With a regular season championship and an outright title for the SCVAL championship, the Palo Alto High School baseball team (22-6, 13-1), will enter the CCS Open Division tournament this Saturday, seeded fifth, not fourth, as a result of what Viking players say is a flawed point system.
Despite finishing two games ahead of the Los Gatos Wildcats (21-8, 11-3), and beating them in the SCVAL championship last Saturday, Paly received a lower seed and has to face the Wildcats again in the quarterfinals of CCS at 2 p.m. this Saturday at Washington Park in Santa Clara.
The team looks to win the first round of CCS, a feat the Vikings have not accomplished in the Open Division ever.
“I’m really excited for Saturday,” senior infielder Max Jung-Goldberg said. “I love playing [Los] Gatos, so getting them in the first round is going to be fun and ultra competitive.”
The CCS brackets are operated on a point system and set of bylaws, that rewards fewer points for playing teams outside the CCS section, even if the team is nationally ranked.
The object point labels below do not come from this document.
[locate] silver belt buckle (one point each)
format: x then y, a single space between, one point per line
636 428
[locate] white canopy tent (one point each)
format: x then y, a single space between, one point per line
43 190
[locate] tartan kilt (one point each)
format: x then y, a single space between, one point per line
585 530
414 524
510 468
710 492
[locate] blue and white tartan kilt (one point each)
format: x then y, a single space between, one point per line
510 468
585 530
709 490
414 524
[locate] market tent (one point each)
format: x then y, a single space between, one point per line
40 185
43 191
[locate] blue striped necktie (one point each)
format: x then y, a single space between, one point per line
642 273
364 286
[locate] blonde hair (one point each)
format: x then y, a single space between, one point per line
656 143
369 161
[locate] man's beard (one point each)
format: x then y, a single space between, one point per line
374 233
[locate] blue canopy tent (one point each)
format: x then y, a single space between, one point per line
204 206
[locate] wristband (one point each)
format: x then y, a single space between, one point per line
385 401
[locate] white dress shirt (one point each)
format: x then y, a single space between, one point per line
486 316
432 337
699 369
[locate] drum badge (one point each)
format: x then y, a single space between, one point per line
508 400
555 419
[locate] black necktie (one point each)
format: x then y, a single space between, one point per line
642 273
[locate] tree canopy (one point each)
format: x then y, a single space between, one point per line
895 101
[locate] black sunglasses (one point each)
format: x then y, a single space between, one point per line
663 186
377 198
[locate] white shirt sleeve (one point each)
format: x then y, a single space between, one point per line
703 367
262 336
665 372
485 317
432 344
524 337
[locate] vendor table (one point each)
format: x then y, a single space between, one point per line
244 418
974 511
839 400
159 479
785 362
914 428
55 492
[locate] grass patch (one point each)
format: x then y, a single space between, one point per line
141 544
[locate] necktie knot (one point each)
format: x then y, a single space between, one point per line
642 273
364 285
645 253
This season, Paly was invited to The Boras Classic of California, a state tournament that connects elite athletes, collegiate coaches and MLB scouts from all over the country. Paly won two games in the tournament, but was rewarded fewer points than others for beating teams outside its section.
“I’m not one 100-percent sure how the seeding works, but in my opinion there needs to be a change,” Jung-Goldberg said. “The fact that Valley Christian isn’t the one-seed in Open CCS, but is ranked number two in the nation makes no sense to me. We beat Gatos two-of-three times, won the the league and league tournament. Somehow they are ranked higher than us.”
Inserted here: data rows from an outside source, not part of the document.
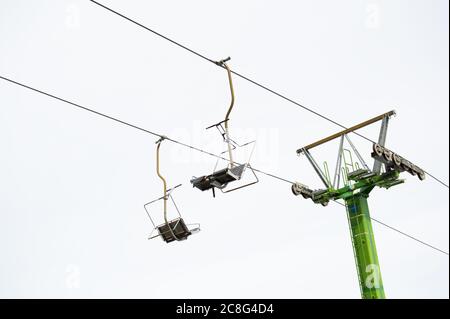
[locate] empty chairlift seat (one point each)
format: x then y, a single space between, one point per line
219 179
175 230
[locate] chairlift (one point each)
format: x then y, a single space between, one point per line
233 171
172 228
This year, the CCS Board of Managers’ changed the Open Division to eight teams, instead of the normal 16 allotted spots, in hopes of eventually adding a state tournament; something CIF baseball does not currently have.
With automatic bids going to six of eight teams for being A-league champions, many top teams are eliminated from the Open division.
Los Gatos enters the tournament as the four-seed. The game was previously scheduled at Los Gatos High School, but has since been relocated to a neutral site.
“Home field advantage is out of our control so I don’t think we are that worried about it,” Jung-Goldberg said. “In order to win on Saturday, we are going to have to focus on what we can control. Throwing strikes, playing catch and taking productive at bats. If we do those things and stay in the present moment, I think we put ourselves in a great position to win.”
The Vikings are hot on 12-game win streak after a walk-off win on a wild pitch in the SCVAL championships against the Wildcats.
“We always believe,” Jung-Goldberg said. “Our team doesn’t quit and we play our hearts out until the final out is made. We don’t care what the score is. We just compete.”